By Jonny Lupsha, Wondrium Staff Writer
The iconic Arecibo Observatory telescope in Puerto Rico collapsed, Business Insider reported. Its suspended platform, which weighed 900 tons, fell into the dish portion of the telescope December 1. Radio telescopes capture radio waves for study.
According to Business Insider, one of the most iconic and recognizable radio telescopes in the world—in fact, the second-largest on Earth—has been destroyed. “The Arecibo Observatory’s 1,000-foot-diameter telescope collapsed at about 7:55 a.m. Tuesday [December 1] in Puerto Rico,” the article said. “The telescope’s 900-ton platform, which was suspended 450 feet in the air to send and receive radio waves, crashed into its disk below, pulling down with it the tops of three support towers.
“The collapse was not unexpected: Following two cable breaks in August and November, experts determined that the radio telescope was so structurally unsound that it had to be decommissioned.”
While optical telescopes like those on Mauna Kea in Hawaii reach a maximum length of about 10 meters across, radio telescopes can be 50 times that size. Here’s what they do.
So what exactly do radio telescopes do?
“A radio telescope is a thing that collects radio waves from a certain direction in the sky and focuses it onto a point where a receiver can pick up the signal,” said Dr. Felix J. Lockman, Green Bank Telescope Principal Scientist at the Green Bank Observatory. “The receiver does a number of things, including amplify the signal. The signal is then passed along to systems that detect and measure it.”
A radio telescope features a wire called a probe that carries electricity. The probe, usually made of a metal-like copper or aluminum, gets its name because it probes the electric field for radio waves. Dr. Lockman said that electric current is just an organized motion of the electrons swimming around on the surfaces of metal, such as probes. When those electrons are put in motion by being pushed by an electromagnetic wave, the wire becomes an antenna.
“An antenna is a device that intercepts an electromagnetic wave in free space and turns it into an electric current in a wire,” he said. “The antenna for the radio in your car does the same thing: It catches incoming radio waves and turns them into a current in a wire.”
Finally, the purpose of a radio telescope dish is to capture as much radio energy as possible and focus it onto the probe.

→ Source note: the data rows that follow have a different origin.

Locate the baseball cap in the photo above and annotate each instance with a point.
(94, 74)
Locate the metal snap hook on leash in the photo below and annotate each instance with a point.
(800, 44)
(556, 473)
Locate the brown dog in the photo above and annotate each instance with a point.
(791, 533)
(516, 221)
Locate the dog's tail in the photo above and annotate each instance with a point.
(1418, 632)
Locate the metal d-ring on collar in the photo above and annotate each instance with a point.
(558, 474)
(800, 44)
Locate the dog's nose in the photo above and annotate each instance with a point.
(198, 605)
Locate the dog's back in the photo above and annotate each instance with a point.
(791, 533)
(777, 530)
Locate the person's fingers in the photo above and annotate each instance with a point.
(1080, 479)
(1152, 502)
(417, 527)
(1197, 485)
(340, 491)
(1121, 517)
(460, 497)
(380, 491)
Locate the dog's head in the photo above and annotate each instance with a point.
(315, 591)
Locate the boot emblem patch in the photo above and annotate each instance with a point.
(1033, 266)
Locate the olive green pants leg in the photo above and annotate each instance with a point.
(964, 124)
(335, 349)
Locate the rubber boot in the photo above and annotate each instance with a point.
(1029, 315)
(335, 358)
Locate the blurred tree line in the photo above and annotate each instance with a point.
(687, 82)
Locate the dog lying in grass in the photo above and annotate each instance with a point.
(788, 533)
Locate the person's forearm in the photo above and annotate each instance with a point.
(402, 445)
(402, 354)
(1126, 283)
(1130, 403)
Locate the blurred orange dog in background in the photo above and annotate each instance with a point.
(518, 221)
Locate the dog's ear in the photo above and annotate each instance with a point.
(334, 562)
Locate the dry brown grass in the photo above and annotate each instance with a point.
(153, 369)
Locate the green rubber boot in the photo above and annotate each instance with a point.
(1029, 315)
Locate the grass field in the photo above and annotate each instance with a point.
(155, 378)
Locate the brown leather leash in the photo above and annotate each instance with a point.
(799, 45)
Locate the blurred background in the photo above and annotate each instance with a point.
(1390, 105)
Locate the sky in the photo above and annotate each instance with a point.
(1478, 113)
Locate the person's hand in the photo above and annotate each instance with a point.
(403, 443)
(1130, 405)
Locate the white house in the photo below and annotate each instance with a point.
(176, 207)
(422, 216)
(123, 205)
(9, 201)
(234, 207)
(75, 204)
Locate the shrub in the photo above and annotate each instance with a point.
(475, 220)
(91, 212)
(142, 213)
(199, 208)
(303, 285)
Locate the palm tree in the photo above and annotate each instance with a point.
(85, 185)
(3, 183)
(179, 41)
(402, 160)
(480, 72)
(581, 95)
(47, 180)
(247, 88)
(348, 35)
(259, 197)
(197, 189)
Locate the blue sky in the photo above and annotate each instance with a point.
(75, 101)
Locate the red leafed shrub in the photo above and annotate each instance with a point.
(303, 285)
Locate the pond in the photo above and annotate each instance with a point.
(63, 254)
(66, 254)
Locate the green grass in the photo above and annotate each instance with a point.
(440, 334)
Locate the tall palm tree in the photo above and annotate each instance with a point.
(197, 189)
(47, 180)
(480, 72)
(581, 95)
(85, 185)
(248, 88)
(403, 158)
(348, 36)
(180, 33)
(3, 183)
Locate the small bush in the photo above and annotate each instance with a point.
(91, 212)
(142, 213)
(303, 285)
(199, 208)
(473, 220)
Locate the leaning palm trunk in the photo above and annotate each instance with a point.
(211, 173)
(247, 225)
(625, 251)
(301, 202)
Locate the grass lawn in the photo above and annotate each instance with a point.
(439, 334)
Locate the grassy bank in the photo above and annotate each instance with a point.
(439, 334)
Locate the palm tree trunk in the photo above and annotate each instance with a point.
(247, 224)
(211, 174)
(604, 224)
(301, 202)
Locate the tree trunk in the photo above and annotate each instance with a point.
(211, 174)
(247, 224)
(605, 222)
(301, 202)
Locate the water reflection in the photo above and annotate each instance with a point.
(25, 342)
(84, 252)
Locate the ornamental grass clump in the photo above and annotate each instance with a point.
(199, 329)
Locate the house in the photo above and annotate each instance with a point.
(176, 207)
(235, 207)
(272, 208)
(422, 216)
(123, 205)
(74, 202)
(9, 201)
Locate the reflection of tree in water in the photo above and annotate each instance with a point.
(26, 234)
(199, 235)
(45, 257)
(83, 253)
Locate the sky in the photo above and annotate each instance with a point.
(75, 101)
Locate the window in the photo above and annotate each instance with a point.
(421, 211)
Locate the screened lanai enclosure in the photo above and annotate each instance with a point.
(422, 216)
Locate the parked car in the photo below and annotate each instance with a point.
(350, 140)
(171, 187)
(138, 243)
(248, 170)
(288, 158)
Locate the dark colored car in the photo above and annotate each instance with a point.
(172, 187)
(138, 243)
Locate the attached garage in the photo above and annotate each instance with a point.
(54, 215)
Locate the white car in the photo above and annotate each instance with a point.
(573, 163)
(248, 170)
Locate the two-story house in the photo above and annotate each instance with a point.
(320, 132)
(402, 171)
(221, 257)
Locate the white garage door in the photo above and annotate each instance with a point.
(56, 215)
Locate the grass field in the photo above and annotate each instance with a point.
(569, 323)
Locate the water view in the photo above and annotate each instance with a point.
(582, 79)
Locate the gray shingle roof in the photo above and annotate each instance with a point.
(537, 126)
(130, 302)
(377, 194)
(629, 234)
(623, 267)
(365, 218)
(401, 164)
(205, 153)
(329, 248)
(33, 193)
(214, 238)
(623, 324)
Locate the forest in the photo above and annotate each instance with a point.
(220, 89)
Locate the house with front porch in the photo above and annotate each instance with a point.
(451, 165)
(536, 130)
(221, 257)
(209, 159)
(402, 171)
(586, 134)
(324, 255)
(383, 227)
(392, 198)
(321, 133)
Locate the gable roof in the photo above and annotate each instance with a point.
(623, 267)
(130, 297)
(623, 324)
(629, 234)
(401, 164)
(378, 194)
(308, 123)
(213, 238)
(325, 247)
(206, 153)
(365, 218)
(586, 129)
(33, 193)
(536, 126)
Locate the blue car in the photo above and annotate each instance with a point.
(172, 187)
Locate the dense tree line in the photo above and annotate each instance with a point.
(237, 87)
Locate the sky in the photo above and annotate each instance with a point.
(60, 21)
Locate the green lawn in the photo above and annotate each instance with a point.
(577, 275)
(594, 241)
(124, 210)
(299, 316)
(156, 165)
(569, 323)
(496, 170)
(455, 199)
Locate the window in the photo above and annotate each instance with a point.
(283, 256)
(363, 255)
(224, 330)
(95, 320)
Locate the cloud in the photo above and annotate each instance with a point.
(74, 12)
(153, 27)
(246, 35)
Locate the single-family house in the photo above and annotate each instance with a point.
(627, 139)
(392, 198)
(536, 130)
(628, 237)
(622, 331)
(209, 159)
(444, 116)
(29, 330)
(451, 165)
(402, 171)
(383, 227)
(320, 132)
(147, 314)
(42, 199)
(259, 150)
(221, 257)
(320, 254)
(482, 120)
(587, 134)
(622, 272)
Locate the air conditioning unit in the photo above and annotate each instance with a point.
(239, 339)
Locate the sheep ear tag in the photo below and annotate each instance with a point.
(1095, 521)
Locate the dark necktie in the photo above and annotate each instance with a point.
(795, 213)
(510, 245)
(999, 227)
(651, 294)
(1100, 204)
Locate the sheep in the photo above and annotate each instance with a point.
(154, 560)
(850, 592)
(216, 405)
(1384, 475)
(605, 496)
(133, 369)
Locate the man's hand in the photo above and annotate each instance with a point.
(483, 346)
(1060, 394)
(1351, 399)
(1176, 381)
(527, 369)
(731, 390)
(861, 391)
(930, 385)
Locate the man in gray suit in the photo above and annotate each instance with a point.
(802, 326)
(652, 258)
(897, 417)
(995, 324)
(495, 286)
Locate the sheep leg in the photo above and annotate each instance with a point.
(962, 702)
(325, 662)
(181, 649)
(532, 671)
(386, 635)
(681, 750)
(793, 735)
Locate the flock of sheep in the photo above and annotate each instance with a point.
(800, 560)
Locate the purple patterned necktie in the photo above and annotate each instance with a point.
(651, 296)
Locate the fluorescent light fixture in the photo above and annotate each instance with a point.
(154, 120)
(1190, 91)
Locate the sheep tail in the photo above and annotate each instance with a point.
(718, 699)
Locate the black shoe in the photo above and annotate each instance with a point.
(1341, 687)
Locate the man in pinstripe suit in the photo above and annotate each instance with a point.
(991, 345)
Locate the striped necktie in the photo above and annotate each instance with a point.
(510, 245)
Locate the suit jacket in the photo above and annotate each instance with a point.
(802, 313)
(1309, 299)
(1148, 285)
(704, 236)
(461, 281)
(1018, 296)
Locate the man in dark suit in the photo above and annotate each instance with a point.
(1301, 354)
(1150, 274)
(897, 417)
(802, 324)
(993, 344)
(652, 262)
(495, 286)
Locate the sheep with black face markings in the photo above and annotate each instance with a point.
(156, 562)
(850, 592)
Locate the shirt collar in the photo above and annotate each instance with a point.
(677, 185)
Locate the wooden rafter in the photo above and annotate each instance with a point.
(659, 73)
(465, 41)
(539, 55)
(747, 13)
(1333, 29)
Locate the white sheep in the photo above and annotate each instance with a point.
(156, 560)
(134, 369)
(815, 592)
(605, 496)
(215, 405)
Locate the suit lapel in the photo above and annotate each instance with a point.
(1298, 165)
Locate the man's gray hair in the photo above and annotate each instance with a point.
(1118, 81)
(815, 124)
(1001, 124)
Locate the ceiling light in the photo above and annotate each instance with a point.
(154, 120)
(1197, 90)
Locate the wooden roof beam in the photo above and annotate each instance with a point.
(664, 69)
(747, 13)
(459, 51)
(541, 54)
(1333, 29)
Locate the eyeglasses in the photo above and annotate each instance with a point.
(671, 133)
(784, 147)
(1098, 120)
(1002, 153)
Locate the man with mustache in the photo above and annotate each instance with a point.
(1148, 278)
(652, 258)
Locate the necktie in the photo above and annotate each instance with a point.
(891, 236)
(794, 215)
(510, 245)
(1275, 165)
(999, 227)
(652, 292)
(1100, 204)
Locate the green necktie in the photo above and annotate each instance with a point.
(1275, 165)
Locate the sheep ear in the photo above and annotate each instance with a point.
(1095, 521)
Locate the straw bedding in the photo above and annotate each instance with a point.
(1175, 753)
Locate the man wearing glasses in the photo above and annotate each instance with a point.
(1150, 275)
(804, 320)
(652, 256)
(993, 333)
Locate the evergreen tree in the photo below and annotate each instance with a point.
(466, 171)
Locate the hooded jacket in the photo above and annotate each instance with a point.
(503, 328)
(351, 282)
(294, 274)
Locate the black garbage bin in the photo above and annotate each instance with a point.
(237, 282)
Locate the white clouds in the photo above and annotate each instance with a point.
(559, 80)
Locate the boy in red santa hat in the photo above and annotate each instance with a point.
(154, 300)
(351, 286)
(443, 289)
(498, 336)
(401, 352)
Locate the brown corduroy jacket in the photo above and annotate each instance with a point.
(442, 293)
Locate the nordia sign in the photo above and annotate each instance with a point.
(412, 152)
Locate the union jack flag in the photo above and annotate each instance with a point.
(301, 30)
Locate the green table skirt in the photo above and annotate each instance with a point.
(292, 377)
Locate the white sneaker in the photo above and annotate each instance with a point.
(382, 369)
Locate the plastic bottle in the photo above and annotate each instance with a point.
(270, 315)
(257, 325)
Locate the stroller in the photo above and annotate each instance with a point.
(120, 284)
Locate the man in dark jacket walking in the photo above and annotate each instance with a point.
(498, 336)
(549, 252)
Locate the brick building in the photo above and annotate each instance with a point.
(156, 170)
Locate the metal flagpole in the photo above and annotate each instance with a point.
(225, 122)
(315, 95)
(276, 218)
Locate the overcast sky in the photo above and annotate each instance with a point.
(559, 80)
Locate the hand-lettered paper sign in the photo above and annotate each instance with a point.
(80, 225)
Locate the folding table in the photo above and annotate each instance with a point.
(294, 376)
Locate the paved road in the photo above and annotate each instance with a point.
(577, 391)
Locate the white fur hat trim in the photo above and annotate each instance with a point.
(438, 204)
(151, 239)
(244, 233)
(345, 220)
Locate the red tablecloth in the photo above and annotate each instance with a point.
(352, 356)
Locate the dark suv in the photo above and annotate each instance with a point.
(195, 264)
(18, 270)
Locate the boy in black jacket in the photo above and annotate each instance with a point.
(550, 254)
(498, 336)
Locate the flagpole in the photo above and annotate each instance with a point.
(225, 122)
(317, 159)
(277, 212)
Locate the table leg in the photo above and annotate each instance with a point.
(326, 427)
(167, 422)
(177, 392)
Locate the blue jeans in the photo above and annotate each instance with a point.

Is There Anybody Out There?
Incoming radio waves reach the dish and, due to the dish’s shape, are bounced back up at an inward angle to a point above the dish’s center. This point is called the primary focal point or the prime focus. Radio telescopes either have a receiver at the prime focus or another reflective surface—called a subreflector—that bounces the radio signals back down toward the center of the dish itself where a feed horn sits and carries the signal to the receiver.
“The first thing we do is amplify it,” Dr. Lockman said. “We feed the signal into a device that makes it stronger by many times, [maybe] a thousand times, so that it turns from a celestial whisper into something that we can measure.”
The next step is for radio astronomers to change the frequency of the signal while preserving all the information that the signal contains. This, Dr. Lockman said, is a process called heterodyning, or mixing, which is done in case the listener wants to measure a celestial signal over very fine frequency intervals.
“If you own a radio, you will see that it covers a number of bands: AM, FM, maybe others,” he said. “That means that the radio signals are coming through the air at frequencies like, say, 106.3 megahertz—that’s in the FM band—or 1370 kilohertz in the AM band. Our radio uses heterodyning to mix those signals down into the audio range—kilohertz—where our ears work.
“The speakers in our radios don’t know the frequency of the radio station, because by the time the radio signal gets to the speakers, it’s been mixed down to audio.”
The search for celestial radio signals will have to continue on without Arecibo Observatory.
Dr. Felix J. Lockman contributed to this article. Dr. Lockman is the Green Bank Telescope Principal Scientist at the Green Bank Observatory, a facility of the National Science Foundation. He did his undergraduate work at Drexel University and received his PhD from the University of Massachusetts Amherst.